Vervolgens is de TBS-maatregel opgeheven en klager aansluitend tot ongewenst vreemdeling verklaard. Op 23 april 2013 is hij uitgezet naar zijn land van herkomst.

3. HET STANDPUNT VAN KLAGER EN DE KLACHT

Klager verwijt verweerder -zakelijk weergegeven- het ten onrechte toedienen van medicatie omdat klager niet ziek is en geen medicatie nodig heeft.

4. HET STANDPUNT VAN VERWEERDER

Verweerder voert -zakelijk weergegeven- aan dat er geen sprake is geweest van tuchtrechtelijk verwijtbaar handelen.

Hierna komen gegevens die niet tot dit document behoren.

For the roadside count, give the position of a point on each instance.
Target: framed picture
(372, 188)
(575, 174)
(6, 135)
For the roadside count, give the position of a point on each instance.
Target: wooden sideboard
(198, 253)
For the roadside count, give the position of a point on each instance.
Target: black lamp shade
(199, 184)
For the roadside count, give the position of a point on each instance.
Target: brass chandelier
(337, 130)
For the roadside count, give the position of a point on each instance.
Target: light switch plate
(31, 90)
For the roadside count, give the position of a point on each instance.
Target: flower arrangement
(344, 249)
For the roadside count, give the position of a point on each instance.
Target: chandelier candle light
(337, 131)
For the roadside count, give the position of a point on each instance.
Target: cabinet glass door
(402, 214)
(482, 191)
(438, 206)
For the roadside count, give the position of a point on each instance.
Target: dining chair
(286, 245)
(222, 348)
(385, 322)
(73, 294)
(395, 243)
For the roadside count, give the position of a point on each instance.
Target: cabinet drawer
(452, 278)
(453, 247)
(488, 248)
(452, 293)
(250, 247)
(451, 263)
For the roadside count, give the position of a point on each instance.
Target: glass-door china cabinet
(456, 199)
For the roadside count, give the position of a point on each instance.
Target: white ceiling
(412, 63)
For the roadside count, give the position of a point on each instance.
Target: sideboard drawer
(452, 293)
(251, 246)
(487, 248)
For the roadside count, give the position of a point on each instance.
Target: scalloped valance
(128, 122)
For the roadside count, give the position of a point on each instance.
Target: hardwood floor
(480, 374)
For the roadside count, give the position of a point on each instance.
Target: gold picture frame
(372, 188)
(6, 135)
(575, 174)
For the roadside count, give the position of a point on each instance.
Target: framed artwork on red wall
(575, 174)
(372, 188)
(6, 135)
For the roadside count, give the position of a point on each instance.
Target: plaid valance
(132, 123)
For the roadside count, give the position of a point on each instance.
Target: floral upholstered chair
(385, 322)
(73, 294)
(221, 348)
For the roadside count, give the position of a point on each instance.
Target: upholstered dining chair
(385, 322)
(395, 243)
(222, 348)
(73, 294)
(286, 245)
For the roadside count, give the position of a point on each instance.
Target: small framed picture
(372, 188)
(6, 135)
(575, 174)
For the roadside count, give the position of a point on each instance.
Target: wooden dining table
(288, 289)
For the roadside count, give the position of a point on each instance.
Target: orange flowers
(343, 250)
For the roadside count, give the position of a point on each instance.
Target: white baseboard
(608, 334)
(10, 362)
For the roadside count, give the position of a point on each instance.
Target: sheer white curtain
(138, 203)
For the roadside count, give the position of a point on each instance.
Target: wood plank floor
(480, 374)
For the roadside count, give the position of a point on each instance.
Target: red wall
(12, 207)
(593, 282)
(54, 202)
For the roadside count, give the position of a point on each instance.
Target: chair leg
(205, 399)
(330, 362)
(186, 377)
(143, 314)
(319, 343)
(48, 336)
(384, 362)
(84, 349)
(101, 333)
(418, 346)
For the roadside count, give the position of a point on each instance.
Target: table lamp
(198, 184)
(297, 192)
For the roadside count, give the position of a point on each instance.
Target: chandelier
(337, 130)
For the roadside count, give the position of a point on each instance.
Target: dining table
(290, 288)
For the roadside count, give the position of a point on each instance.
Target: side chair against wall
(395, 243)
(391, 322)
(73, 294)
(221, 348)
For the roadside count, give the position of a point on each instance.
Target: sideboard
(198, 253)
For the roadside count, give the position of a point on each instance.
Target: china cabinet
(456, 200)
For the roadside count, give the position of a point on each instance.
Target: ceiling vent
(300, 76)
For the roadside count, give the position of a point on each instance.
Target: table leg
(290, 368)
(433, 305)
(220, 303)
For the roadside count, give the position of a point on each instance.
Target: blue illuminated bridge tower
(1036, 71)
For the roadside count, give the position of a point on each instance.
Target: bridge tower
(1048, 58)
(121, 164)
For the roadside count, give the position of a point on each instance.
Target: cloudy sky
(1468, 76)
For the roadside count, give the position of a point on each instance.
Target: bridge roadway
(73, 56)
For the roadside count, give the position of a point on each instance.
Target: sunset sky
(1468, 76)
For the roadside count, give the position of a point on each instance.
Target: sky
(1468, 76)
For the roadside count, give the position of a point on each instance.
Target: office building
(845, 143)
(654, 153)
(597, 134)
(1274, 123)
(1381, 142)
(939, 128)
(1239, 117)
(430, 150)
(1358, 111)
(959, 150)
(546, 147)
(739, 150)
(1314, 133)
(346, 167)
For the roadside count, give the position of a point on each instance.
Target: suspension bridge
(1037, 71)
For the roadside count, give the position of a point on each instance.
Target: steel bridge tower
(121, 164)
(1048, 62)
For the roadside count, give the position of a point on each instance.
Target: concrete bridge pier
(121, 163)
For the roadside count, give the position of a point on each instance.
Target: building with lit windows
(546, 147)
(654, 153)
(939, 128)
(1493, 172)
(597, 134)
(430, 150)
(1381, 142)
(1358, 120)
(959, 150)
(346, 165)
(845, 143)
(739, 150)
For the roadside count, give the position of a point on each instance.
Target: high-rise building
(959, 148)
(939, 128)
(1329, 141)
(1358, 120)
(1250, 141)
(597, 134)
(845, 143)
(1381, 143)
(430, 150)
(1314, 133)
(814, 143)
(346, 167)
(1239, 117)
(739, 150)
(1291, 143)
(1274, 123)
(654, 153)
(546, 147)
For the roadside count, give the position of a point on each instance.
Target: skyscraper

5. DE OVERWEGINGEN VAN HET COLLEGE

5.1

Het college wijst er allereerst op, dat het bij de tuchtrechtelijke toetsing van professioneel handelen er niet om gaat of dat handelen beter had gekund, maar om het geven van een antwoord op de vraag of de beroepsbeoefenaar bij het beroepsmatig handelen is gebleven binnen de grenzen van een redelijk bekwame beroepsuitoefening, rekening houdend met de stand van de wetenschap ten tijde van het klachtwaardig geachte handelen en met hetgeen toen in de beroepsgroep ter zake als norm of standaard was aanvaard.

5.2

Anders dan klager is het college van oordeel dat uit de stukken voldoende blijkt dat er bij klager sprake was van schizofrenie van het paranoïde type. Het voorschrijven van Risperdal acht het college dan een juiste keuze. Voorts blijkt dat deze medicatie zijn vruchten afwierp in die zin dat klager niet meer seksueel ontremd was en geen agressief gedrag meer vertoonde. Toen de medicatie met het oog op de voorgenomen uitzetting naar Congo werd gewijzigd in een goedkoper en beter verkrijgbaar middel gaf klager aan deze medicatie niet te willen. Hij gaf echter tevens aan het depot wel te accepteren. Blijkens het dossier heeft klager op 17 januari 2013 het eerste depot gekregen.

Mede omdat klager onderhavige klacht indiende op 10 januari 2013 werd duidelijk dat hij deze medicatie niet vrijwillig accepteerde. Daarop is door verweerder een officiële dwangprocedure gestart omdat verweerder van mening was dat indien de medicatie gestopt zou worden de verwachting was dat het recidiverisico sterk zou stijgen. Reden voor het depot was het voorkomen van een recidive tijdens de uitzetting en bij overname door de collega in Congo. Het college kan deze redenering van verweerder volgen. Toen de klachtencommissie de klacht van klager tegen de dwangmedicatie gegrond verklaarde heeft verweerder het depot gestopt. Het college is evenwel gelet op het voorgaande van oordeel dat verweerder niet tuchtrechtelijk verwijtbaar heeft gehandeld.

5.3

Gelet op het voorgaande is de klacht kennelijk ongegrond en dient als volgt te worden beslist.

6. DE BESLISSING

Het college wijst de klacht af.

Aldus gedaan in raadkamer op 11 februari 2014 door mr. A.L. Smit, voorzitter, en dr. M.H. Braakman en dr. R.J. Verkes, leden-geneeskundigen, in tegenwoordigheid van mr. K.M. Dijkman, secretaris, en uitgesproken in het openbaar op 11 februari 2014 door mr. A.L. Smit, voorzitter, in tegenwoordigheid van mr. H. van der Poel-Berkovits, secretaris.

voorzitter

secretaris

Tegen deze beslissing kan binnen zes weken na de dag van verzending van het afschrift ervan schriftelijk hoger beroep worden ingesteld bij het Centrale Tuchtcollege voor de Gezondheidszorg door:

a. de klager en/of klaagster, voor zover de klacht is afgewezen, of voor zover hij/zij niet-ontvankelijk is verklaard;

b. degene over wie is geklaagd;

c. de hoofdinspecteur of de regionale inspecteur van de volksgezondheid, wie de aangelegenheid uit hoofde van de hun toevertrouwde belangen aangaat.

Het tot het Centrale Tuchtcollege voor de Gezondheidszorg gerichte beroepschrift wordt ingezonden bij de secretaris van het Regionaal Tuchtcollege voor de Gezondheidszorg te Zwolle, door wie het binnen de beroepstermijn moet zijn ontvangen.